A simple single-queue single-server system based on discrete event simulation This was written for teaching the discrete event simulation course at Baruch Zicklin School of Business
Usage and Comments
This code is mostly for pedalogical purposes following the arrival and departure logic from the textbook Discrete Event Simulation by Banks et. al. Therefore, variable names such as the future event-notice list (FEL), coincide with the names given in the textbook. This way I feel like the code may be more readable for students who read this textbook.

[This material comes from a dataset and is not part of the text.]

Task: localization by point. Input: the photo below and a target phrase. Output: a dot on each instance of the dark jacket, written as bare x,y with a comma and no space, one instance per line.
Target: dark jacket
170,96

I believe that python is excellent for "quick and dirty" implementations of models. This code is based on that principle. However, it would be non-trivial (but possible) to extend this code to multiple lines (queueus) and servers. The main idea is to have a simple low-level implementation to be compared to the high level implementation in ARENA. The textbook has a low-level Java implementation of the same problem, however, I feel that python is more accessible and easier to learn, at least for those who do not intend to work as professional software engineers, so I wrote the python version.
List Operations
As the textbook (Banks) points out, the best data structure for the future event-notice list is a dynamic linked list. This way insertion and deletion methods that preserve time ordering are O(1). My implementation here uses arrays and is less efficient than the an optimal code. On the other hand arrays allow O(1) lookups, so there is always this trade-off. My understanding is that the major list operations are inserstions and removals for FEL, so dynamic linked list is the way its done for most simulation package software
I chose to use lambda sorting for time-ordering the FEL as this is easy to do in python. For this case, there can be a maximum of two events in the FEL so the lambda sorting is uneccessary and could simply be coded explicitly. However, using the lambda based attribute sort extends this code to possible uses where the FEL can contain a large number of notices. It is used to sort the queue ( which is modeled as "checkoutline" after removing the customer currently being served (if any))
Using the code
This code runs pretty fast up to 1 million "minutes" of runtime. For example set TE = 1000000 and you should have a report generated in a few seconds. Different arrival distributions and parameters can bet set in the arrival time function atime() and the service time generation function stime().